Once you lock an interest rate, you’re protected from any changes in the market that could cause rates to increase. When you lock your loan, you’re essentially freezing that interest rate, so you don’t have to worry if rates go up between the time you submit an offer and close on the mortgage.
Comparing Loan Term Options
Mutual of Omaha Mortgage is able to offer mortgage programs and terms for 10, 15, 20, 25 and 30 years. Generally, when we talk about long term mortgage rates, we’re talking about 30 year mortgage rates. And when we talk about short term mortgage rates, we’re talking about 15 year mortgage rates. When you purchase or refinance to a shorter-term mortgage, you can typically qualify for a lower interest rate - which can result in big savings over the life of your loan. But it’s important to remember that shorter term mortgages usually result in higher monthly payments, because you’re paying off your loan balance over a shorter period of time.
Understanding the Savings
Compared to a 30-year mortgage, a 15- or 10-year mortgage term would equate to higher monthly payments.
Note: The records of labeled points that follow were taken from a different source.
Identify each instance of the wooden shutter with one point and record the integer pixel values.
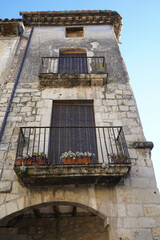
(72, 128)
(72, 62)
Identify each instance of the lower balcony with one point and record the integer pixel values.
(72, 71)
(71, 155)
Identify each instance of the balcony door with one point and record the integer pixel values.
(73, 62)
(72, 129)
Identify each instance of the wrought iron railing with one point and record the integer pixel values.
(46, 145)
(73, 65)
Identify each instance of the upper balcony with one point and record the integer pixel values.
(71, 155)
(72, 71)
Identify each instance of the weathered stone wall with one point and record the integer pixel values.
(51, 228)
(133, 207)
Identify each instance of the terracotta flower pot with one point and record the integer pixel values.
(83, 160)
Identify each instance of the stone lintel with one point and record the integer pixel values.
(72, 80)
(143, 145)
(71, 174)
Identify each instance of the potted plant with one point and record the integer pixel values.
(77, 157)
(119, 158)
(35, 158)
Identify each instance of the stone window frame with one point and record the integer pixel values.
(72, 32)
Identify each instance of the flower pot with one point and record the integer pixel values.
(19, 162)
(83, 160)
(42, 161)
(118, 159)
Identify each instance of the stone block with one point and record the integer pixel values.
(123, 195)
(3, 212)
(139, 234)
(152, 210)
(130, 222)
(5, 186)
(145, 196)
(124, 234)
(134, 210)
(48, 196)
(138, 182)
(11, 207)
(59, 195)
(8, 175)
(156, 233)
(121, 210)
(36, 198)
(147, 222)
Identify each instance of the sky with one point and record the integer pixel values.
(140, 49)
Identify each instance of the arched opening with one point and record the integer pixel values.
(54, 221)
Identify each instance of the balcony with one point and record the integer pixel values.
(40, 156)
(72, 71)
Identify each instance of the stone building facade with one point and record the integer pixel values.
(56, 63)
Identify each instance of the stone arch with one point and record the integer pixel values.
(83, 198)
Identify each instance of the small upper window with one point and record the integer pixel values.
(74, 32)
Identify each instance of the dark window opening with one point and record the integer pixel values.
(73, 128)
(74, 32)
(73, 62)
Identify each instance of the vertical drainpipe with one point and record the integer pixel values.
(15, 85)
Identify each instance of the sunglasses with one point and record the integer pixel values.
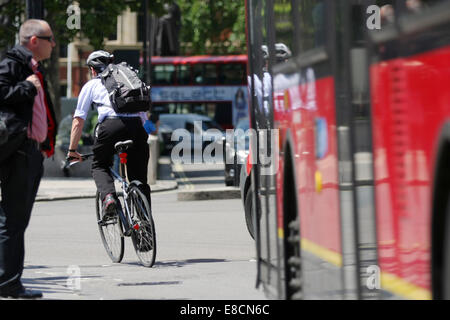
(48, 38)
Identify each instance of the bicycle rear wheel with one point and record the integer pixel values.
(110, 232)
(143, 236)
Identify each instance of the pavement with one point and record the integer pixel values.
(189, 183)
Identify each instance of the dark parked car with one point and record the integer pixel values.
(235, 152)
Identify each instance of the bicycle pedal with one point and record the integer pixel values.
(128, 232)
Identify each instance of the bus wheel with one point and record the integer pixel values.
(292, 236)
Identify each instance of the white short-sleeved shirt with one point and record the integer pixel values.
(94, 92)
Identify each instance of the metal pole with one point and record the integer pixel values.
(69, 71)
(149, 34)
(35, 9)
(144, 40)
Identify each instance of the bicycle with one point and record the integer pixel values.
(134, 217)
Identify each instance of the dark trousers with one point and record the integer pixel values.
(108, 133)
(20, 176)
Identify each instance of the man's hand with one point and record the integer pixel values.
(74, 156)
(34, 80)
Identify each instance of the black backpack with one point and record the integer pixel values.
(127, 93)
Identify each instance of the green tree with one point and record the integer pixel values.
(212, 26)
(95, 18)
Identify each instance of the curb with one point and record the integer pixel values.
(209, 194)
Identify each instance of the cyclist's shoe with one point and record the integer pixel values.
(109, 206)
(144, 242)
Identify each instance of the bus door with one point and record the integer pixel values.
(361, 274)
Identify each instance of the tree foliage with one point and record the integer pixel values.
(212, 26)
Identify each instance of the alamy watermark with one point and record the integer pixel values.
(233, 146)
(74, 19)
(373, 281)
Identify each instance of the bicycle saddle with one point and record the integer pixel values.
(122, 146)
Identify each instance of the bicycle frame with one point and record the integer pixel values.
(125, 218)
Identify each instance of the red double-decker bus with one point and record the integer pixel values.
(215, 86)
(359, 95)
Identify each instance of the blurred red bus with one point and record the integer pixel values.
(215, 86)
(359, 96)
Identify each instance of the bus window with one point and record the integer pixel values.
(284, 28)
(312, 21)
(163, 74)
(233, 73)
(183, 74)
(205, 73)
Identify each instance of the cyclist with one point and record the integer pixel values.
(111, 128)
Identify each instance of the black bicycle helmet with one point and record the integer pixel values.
(282, 52)
(99, 60)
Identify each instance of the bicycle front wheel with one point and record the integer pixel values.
(110, 232)
(143, 236)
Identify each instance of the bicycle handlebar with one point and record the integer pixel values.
(70, 163)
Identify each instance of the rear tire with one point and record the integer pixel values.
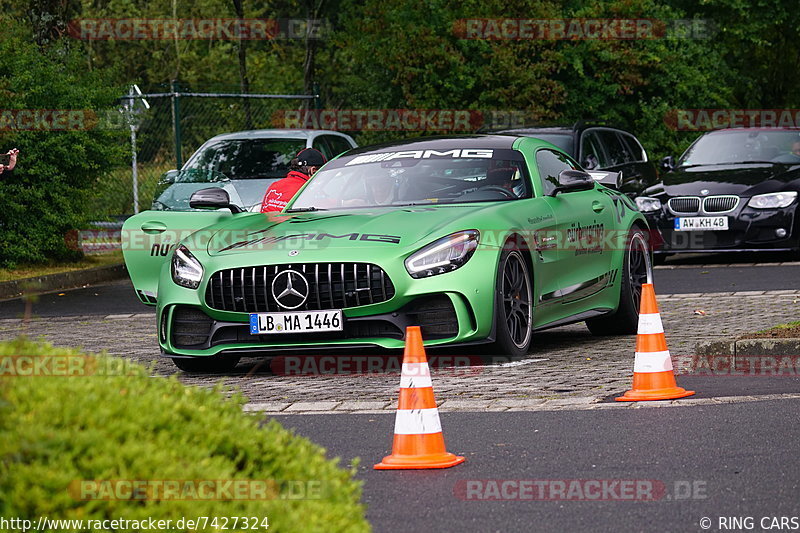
(513, 314)
(636, 269)
(213, 364)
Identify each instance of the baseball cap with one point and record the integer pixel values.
(309, 157)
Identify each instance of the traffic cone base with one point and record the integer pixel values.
(653, 377)
(419, 462)
(418, 440)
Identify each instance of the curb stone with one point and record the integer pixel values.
(749, 347)
(62, 280)
(578, 403)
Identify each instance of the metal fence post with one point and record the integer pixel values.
(176, 123)
(134, 163)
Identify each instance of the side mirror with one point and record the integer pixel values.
(612, 180)
(213, 198)
(590, 162)
(169, 177)
(573, 180)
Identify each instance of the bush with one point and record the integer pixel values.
(57, 430)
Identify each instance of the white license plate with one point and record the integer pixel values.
(296, 322)
(701, 223)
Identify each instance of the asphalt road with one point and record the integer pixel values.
(737, 460)
(119, 298)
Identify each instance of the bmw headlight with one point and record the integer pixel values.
(444, 255)
(773, 200)
(648, 205)
(186, 269)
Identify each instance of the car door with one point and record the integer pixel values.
(643, 172)
(619, 158)
(582, 220)
(149, 238)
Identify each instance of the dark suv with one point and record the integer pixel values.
(598, 147)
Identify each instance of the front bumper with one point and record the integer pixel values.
(451, 308)
(748, 230)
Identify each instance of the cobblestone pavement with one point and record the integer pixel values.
(566, 366)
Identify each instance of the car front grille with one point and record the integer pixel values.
(330, 286)
(688, 205)
(720, 204)
(190, 327)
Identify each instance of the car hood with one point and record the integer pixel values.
(325, 230)
(741, 180)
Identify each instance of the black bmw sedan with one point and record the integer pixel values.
(732, 190)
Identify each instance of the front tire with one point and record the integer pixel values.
(513, 316)
(214, 364)
(636, 270)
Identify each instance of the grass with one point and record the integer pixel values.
(789, 330)
(32, 271)
(72, 423)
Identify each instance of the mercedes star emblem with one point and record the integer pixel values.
(290, 289)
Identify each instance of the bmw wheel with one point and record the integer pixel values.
(514, 309)
(636, 269)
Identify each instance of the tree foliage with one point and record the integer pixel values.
(401, 55)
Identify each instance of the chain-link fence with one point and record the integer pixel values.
(166, 128)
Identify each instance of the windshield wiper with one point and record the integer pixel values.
(749, 162)
(304, 209)
(727, 163)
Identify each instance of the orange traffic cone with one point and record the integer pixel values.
(653, 378)
(418, 440)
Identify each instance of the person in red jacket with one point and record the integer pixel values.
(12, 161)
(303, 167)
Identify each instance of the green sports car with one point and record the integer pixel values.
(479, 239)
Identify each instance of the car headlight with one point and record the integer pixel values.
(773, 200)
(648, 205)
(443, 255)
(186, 269)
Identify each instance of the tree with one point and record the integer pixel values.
(43, 200)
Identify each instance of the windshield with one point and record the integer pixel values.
(561, 140)
(744, 146)
(247, 158)
(416, 177)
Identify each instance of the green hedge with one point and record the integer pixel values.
(121, 424)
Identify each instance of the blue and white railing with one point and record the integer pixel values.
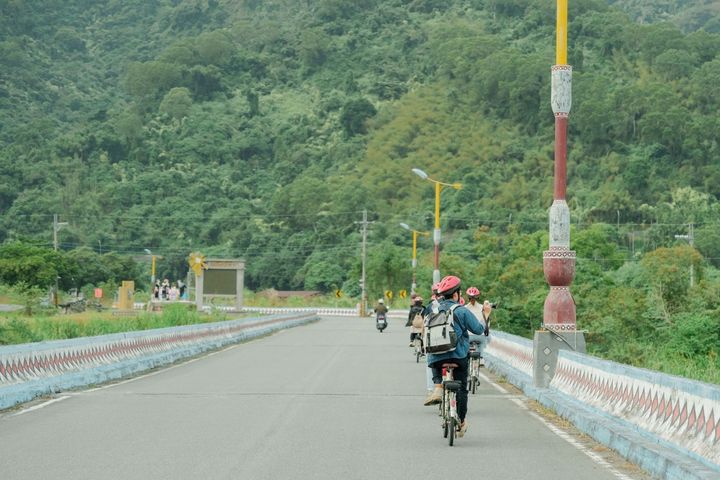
(667, 411)
(31, 370)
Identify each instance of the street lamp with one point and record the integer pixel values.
(414, 262)
(152, 272)
(436, 232)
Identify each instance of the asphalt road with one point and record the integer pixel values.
(332, 400)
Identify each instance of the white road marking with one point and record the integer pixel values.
(593, 456)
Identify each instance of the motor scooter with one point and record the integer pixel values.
(380, 322)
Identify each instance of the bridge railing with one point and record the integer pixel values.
(35, 369)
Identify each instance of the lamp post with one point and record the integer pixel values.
(152, 271)
(436, 231)
(414, 262)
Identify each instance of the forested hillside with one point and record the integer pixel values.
(262, 129)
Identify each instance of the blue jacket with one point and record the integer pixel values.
(464, 321)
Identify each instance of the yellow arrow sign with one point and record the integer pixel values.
(197, 263)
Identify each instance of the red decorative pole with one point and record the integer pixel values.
(559, 260)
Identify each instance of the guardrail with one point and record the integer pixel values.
(668, 425)
(322, 311)
(31, 370)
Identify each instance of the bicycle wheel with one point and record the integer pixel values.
(451, 437)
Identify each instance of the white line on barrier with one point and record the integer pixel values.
(161, 370)
(565, 436)
(39, 406)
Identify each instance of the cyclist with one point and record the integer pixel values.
(414, 323)
(463, 322)
(482, 313)
(380, 307)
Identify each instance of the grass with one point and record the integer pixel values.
(49, 324)
(17, 328)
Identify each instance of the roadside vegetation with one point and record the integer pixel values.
(261, 130)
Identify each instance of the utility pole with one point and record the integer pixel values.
(363, 299)
(690, 237)
(56, 228)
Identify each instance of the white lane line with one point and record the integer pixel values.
(557, 431)
(39, 406)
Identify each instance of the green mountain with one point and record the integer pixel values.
(263, 129)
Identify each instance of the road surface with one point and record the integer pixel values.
(331, 400)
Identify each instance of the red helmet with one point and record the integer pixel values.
(448, 285)
(473, 292)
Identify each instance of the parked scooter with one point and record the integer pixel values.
(380, 322)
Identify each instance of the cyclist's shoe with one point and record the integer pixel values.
(462, 429)
(435, 397)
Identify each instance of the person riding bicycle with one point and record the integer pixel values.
(482, 313)
(463, 322)
(415, 319)
(380, 307)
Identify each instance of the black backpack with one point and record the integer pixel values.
(440, 336)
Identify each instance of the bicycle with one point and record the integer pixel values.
(448, 406)
(417, 346)
(475, 363)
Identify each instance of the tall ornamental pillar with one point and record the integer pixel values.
(559, 322)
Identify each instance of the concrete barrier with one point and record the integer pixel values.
(31, 370)
(668, 425)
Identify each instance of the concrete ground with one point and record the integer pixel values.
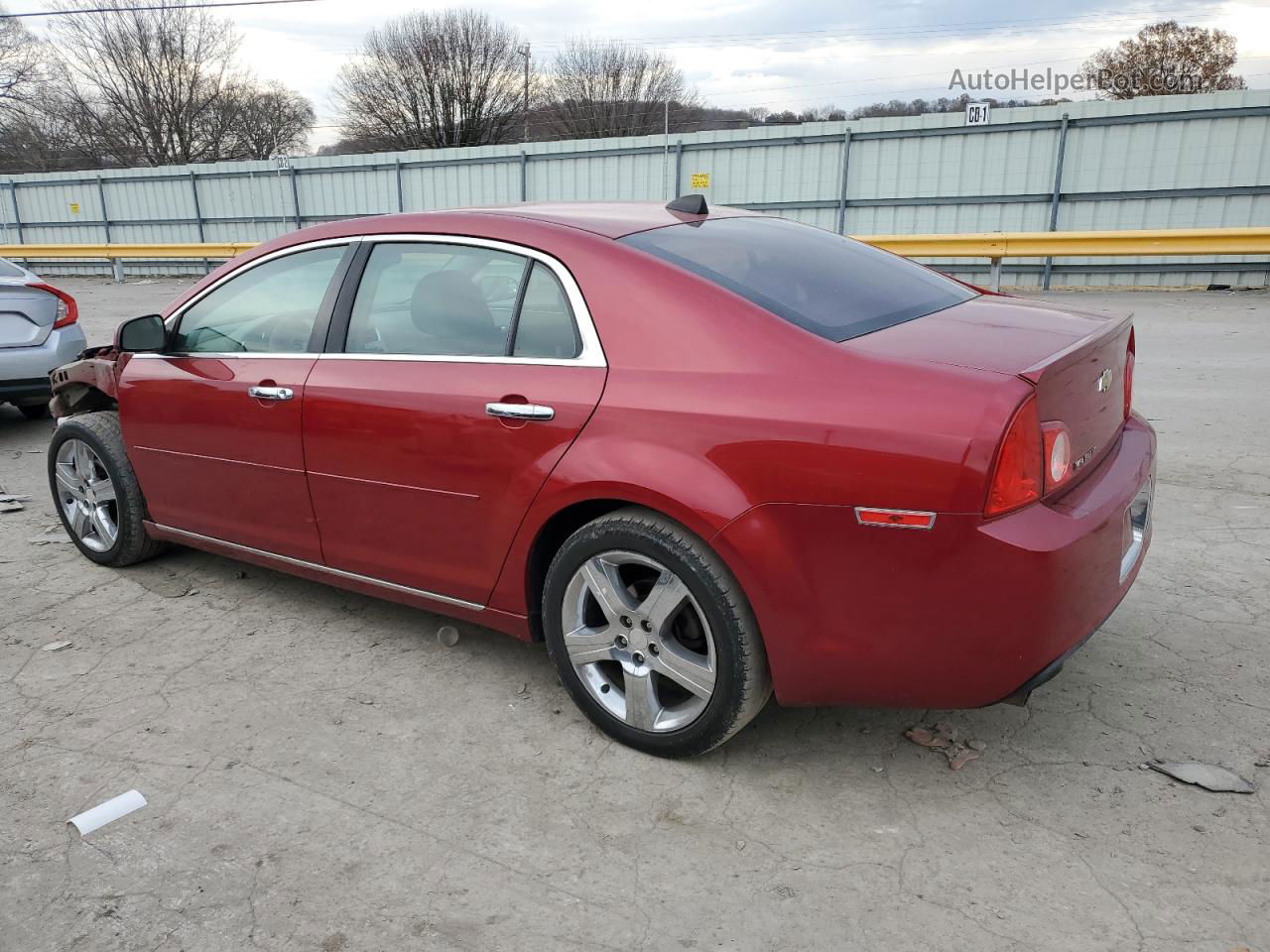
(322, 774)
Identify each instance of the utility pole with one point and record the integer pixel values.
(525, 51)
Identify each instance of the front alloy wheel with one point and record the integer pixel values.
(86, 495)
(96, 492)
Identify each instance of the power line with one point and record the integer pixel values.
(154, 7)
(957, 28)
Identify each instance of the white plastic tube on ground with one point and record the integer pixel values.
(107, 812)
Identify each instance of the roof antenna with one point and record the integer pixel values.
(689, 204)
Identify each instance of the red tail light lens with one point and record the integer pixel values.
(1130, 358)
(67, 311)
(1017, 477)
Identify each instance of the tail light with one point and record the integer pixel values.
(1130, 358)
(67, 311)
(1058, 453)
(1017, 476)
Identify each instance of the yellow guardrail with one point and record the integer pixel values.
(991, 245)
(193, 249)
(1079, 244)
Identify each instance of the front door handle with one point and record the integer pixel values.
(271, 393)
(520, 412)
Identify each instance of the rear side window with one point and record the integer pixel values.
(545, 326)
(445, 299)
(822, 282)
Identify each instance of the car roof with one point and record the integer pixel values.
(612, 220)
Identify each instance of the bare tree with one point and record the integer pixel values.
(612, 89)
(429, 80)
(145, 84)
(1166, 59)
(268, 121)
(19, 61)
(37, 135)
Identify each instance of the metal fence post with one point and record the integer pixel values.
(295, 195)
(116, 263)
(842, 190)
(17, 212)
(1053, 200)
(198, 218)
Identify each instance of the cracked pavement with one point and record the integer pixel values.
(321, 774)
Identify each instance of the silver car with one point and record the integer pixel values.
(39, 331)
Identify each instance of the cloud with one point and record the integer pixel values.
(786, 55)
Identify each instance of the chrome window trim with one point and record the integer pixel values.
(324, 569)
(592, 353)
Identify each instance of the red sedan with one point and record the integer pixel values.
(703, 454)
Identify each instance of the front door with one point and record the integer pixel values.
(212, 424)
(467, 371)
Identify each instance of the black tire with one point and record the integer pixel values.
(100, 430)
(742, 682)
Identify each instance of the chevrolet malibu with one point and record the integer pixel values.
(702, 454)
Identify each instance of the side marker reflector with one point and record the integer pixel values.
(894, 518)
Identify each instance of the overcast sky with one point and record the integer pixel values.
(778, 54)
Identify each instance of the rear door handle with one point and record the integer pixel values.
(521, 412)
(271, 393)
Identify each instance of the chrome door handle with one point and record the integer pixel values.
(271, 393)
(520, 412)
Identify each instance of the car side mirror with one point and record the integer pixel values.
(141, 334)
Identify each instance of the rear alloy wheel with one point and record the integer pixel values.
(96, 493)
(652, 635)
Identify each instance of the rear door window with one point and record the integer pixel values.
(451, 299)
(822, 282)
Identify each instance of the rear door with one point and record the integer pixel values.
(458, 373)
(212, 424)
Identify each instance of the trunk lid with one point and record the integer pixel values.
(1075, 359)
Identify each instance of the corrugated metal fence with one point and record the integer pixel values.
(1160, 163)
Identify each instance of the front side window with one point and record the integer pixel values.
(268, 308)
(444, 299)
(822, 282)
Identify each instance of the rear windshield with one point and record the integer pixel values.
(820, 281)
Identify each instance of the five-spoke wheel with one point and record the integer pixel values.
(639, 642)
(86, 495)
(96, 493)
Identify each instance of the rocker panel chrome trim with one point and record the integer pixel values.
(324, 569)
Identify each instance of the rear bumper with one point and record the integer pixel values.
(24, 370)
(965, 615)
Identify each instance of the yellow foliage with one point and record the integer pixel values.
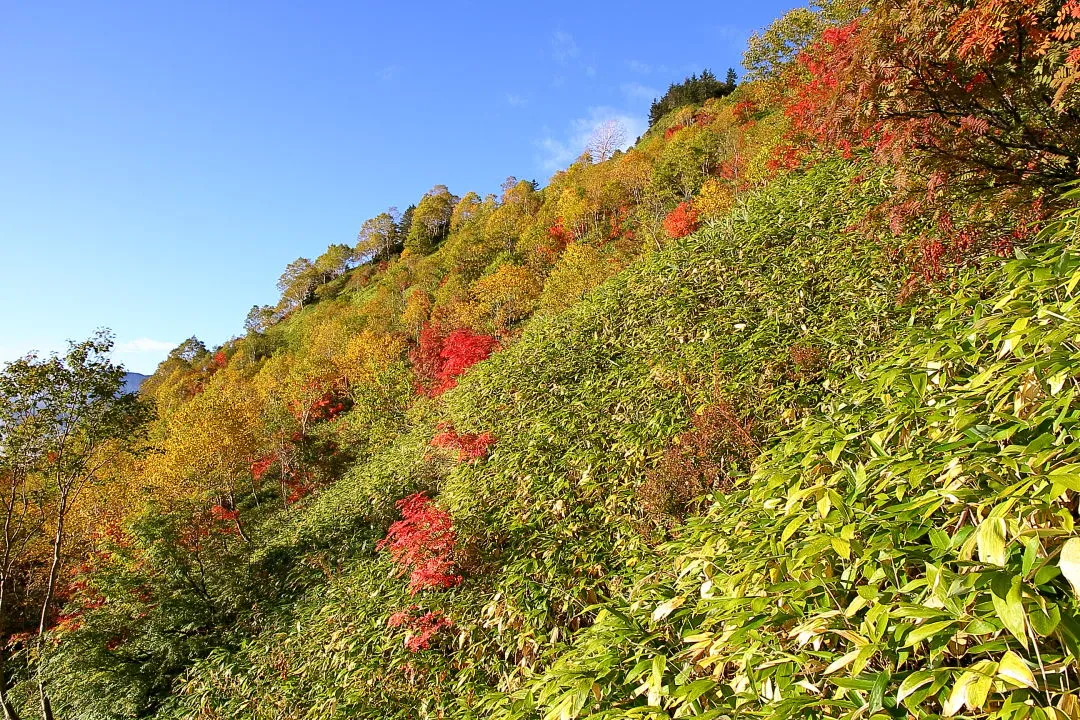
(579, 269)
(714, 199)
(507, 296)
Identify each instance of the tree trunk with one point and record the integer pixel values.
(9, 709)
(54, 571)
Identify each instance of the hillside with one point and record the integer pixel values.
(771, 415)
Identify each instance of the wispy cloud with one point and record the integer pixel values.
(557, 151)
(570, 57)
(144, 345)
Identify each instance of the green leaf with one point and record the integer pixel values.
(841, 662)
(991, 541)
(1069, 562)
(1010, 608)
(1014, 669)
(913, 682)
(925, 630)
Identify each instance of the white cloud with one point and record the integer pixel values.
(557, 152)
(144, 345)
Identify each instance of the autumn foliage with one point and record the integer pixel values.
(421, 544)
(439, 360)
(680, 221)
(421, 626)
(468, 446)
(971, 99)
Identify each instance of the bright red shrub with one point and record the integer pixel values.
(972, 98)
(421, 626)
(470, 446)
(439, 360)
(680, 221)
(421, 543)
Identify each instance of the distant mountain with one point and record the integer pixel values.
(133, 381)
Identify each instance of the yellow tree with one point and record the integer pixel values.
(507, 296)
(580, 269)
(210, 445)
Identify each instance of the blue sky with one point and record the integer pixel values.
(161, 162)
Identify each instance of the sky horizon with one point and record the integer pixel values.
(163, 164)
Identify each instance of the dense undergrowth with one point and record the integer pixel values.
(743, 422)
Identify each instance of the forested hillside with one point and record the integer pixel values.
(771, 415)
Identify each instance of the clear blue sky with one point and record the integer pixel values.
(161, 162)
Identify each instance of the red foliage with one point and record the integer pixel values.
(421, 543)
(439, 360)
(223, 514)
(328, 406)
(470, 446)
(421, 626)
(973, 99)
(680, 221)
(744, 111)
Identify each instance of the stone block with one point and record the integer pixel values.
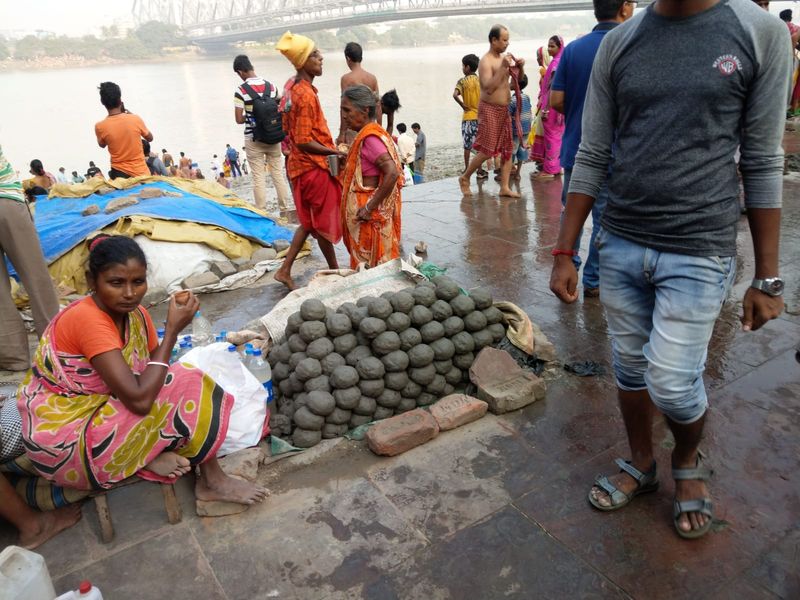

But you’ll be saving thousands over the life of your loan term. That savings comes in the form of interest payments.
To help illustrate these savings, let’s take a look at a sample scenario comparing a 30-year mortgage vs. a 15-year mortgage. Let’s say you purchased a home for $300,000, with 20% down, a 30-year fixed-rate mortgage with a 4.0% interest rate, you would pay more than $172,000 in interest over the life of your loan. If you took that same $300,000 home, with 20% down, and a 4% interest rate, but changed over to a 15-year term, you would pay roughly $79,000 in interest over the 15-year repayment period. That’s a saving of over $93,000 in interest payments.
While a shorter-term mortgage and higher monthly mortgage payments isn’t an option for everyone, it may be worth reviewing your options with your loan officer, so you have the whole picture of what’s available.
Mutual of Omaha Can Help You Choose the Best Type of Mortgage for You
When it comes to home financing, we know that there’s not a “one size fits all” mortgage option. That’s why our team will work closely with you to understand your current financial situation and your mortgage goals to find a loan type that meets your needs. You can expect that we’ll be by your side every step of the way, ensuring that you have all of the information that you need to make an informed decision about which type of mortgage you should get.